Бильгейс-ханум вышла из гостиной. Они остались вдвоем. Шовкю не спеша, явно наслаждаясь хорошо заваренным чаем, делал глоток за глотком.

— Об этой истории я услышал только сегодня. Совершенно случайно. То есть узнал, что тебя немного обидели. Я тотчас сел в машину и поехал в институт. Думаю, что этот парень там натворил? Из-за чего весь сыр-бор? Попросил — мне принесли твой доклад. Я прочел его и сказал ректору: таких студентов не наказывать надо, а поощрять, награждать. Сказал: это написано талантливым, умным, грамотным молодым человеком с современным вкусом. Говорю: что, или у нас много таких? С какой стати, говорю, мы и нашу молодежь будем бить дубинкой по голове? Нет, говорю, у этого Фуада Мехтиева светлая голова. Ваш ректор — умный парень, все понял. Будь он в Баку, не допустил бы ничего подобного. Ну а пешки, сам понимаешь, рады стараться. Этот ваш декан… как его?.. На физиономии написано — подхалим. Опасные люди, учти, детка! На будущее учти. Такие утопят кого угодно в стакане воды. Я знаю их как облупленных. Пей чай, остывает.

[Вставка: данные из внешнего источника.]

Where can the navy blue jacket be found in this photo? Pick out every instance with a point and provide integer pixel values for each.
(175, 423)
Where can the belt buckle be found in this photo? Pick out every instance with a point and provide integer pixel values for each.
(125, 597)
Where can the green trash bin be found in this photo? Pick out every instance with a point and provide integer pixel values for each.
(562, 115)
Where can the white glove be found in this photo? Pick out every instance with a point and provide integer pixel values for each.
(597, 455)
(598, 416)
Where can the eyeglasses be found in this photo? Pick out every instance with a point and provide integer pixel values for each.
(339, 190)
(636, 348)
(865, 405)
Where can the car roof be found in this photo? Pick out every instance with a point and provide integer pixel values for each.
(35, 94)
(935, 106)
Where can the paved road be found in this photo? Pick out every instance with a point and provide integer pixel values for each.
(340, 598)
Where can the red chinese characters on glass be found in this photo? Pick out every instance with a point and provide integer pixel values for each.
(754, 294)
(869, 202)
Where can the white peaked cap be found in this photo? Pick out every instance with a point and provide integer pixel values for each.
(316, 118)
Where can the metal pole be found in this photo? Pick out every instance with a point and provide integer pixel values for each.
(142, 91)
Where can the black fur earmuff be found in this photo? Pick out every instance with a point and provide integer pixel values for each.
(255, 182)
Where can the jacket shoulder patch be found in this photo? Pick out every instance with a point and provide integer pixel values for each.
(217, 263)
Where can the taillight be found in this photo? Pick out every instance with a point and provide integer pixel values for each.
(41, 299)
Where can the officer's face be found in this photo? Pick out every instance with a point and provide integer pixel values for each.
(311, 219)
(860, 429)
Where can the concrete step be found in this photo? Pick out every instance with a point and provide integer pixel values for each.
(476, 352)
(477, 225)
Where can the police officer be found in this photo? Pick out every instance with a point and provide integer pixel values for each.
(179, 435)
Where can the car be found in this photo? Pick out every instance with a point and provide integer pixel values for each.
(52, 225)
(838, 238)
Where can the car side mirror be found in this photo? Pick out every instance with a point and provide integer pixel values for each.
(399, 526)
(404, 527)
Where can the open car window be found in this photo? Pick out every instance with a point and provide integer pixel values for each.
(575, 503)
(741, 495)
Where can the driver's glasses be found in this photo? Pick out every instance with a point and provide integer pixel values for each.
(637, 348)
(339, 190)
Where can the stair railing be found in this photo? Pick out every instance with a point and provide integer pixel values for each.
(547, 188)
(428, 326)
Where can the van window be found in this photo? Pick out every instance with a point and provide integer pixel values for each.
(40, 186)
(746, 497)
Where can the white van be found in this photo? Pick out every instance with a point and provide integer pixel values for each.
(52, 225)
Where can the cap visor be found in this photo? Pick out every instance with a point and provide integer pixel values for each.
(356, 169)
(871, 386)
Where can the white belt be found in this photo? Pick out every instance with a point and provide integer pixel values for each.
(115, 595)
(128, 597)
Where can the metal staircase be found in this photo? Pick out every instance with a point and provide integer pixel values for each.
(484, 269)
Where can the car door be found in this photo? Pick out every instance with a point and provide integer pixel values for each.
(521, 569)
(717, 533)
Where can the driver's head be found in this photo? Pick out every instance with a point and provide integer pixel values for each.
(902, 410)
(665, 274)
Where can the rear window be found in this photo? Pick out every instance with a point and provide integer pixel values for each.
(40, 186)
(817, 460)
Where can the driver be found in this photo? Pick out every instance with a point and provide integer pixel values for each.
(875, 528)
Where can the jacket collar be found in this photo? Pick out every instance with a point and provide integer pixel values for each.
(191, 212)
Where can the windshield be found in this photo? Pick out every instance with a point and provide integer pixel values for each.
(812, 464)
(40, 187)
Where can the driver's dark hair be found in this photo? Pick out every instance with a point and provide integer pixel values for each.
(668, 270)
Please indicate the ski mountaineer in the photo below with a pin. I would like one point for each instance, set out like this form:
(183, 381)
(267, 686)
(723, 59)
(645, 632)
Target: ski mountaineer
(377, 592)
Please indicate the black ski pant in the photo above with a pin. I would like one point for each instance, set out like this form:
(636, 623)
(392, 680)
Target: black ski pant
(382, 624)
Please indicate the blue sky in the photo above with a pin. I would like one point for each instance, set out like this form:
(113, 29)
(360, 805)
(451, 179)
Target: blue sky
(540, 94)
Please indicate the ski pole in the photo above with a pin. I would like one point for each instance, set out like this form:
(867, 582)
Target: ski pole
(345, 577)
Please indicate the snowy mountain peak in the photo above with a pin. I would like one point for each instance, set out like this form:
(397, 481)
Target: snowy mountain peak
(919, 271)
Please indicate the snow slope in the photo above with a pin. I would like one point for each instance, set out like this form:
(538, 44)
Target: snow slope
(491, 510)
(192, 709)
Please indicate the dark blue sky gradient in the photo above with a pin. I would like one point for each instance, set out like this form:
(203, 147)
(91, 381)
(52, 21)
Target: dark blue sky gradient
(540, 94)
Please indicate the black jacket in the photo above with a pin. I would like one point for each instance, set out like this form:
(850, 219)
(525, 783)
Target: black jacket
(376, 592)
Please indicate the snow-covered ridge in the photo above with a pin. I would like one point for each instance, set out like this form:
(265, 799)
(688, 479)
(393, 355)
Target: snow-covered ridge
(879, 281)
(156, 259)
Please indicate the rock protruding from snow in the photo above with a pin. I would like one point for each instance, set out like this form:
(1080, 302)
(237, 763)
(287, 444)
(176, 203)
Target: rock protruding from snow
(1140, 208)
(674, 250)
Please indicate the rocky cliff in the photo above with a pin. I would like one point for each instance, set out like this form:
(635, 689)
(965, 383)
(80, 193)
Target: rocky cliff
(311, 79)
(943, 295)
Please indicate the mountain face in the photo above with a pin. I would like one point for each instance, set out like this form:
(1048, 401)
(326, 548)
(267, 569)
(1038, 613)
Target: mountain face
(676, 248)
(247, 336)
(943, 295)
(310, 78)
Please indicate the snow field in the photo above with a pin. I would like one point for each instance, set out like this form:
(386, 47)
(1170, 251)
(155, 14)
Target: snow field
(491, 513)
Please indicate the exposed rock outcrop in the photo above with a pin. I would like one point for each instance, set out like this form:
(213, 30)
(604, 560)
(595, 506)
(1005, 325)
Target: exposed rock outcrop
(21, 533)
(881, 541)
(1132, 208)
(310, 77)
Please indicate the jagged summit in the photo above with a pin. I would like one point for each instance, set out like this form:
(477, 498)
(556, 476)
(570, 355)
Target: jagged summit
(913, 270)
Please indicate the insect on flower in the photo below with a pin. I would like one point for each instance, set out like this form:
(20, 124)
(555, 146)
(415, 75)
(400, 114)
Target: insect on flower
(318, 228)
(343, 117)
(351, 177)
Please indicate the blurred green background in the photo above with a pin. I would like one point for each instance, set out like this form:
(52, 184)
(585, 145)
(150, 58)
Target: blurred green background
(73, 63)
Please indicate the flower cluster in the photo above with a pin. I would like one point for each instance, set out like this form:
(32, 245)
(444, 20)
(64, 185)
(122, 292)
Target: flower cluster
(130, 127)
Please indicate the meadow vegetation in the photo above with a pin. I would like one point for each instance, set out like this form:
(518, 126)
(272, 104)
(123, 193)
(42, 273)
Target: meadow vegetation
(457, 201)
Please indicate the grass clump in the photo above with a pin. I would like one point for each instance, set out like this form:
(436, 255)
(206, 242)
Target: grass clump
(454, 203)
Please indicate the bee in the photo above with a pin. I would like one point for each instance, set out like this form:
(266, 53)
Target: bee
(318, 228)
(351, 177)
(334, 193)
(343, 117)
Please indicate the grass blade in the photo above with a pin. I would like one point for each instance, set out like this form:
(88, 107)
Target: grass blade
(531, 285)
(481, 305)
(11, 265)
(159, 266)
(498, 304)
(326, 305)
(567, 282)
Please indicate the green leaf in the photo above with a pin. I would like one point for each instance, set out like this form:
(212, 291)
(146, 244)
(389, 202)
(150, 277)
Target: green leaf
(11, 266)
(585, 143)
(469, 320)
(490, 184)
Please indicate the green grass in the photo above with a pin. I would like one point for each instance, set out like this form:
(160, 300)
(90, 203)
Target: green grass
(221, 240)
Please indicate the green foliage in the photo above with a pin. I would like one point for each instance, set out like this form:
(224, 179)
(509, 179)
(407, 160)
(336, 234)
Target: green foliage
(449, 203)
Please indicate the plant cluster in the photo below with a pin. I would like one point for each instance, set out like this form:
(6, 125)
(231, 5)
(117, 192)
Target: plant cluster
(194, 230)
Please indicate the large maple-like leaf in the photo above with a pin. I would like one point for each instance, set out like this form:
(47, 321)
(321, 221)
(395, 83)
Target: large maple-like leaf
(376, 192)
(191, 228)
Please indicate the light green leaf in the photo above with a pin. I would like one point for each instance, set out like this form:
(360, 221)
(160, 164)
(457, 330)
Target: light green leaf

Фуад слушал и не верил своим ушам. Он был словно во сне. Сидел как истукан, не мог слова сказать от смущения.

Шовкю продолжал:

— Фуад, детка, я двумя руками подписываюсь под каждой мыслью, под каждой фразой твоего доклада. Ты немного пощипал, покритиковал меня — правильно сделал. Молодец! Весьма уместно и своевременно. Наша партия осуждает культ личности. Биз дэ бурада, понимаешь ли, маленький культ в области архитектуры ярадырыг! — Эту фразу он произнес, мешая азербайджанские и русские слова. — Да, да, это тоже культ: нельзя, видите ли, критиковать Шовкю Шафизаде! Почему, спрашивается? Что — Шовкю Шафизаде упал с неба в золотой корзине? Или он — аллах, пророк? Полностью застрахован от ошибок? Фуад, детка, у меня нет сыновей, есть одна-единственная дочь… Так вот, клянусь тебе ею, я еще никому не говорил того, что скажу сейчас тебе: мне стыдно за девяносто процентов того, что построено по моим проектам.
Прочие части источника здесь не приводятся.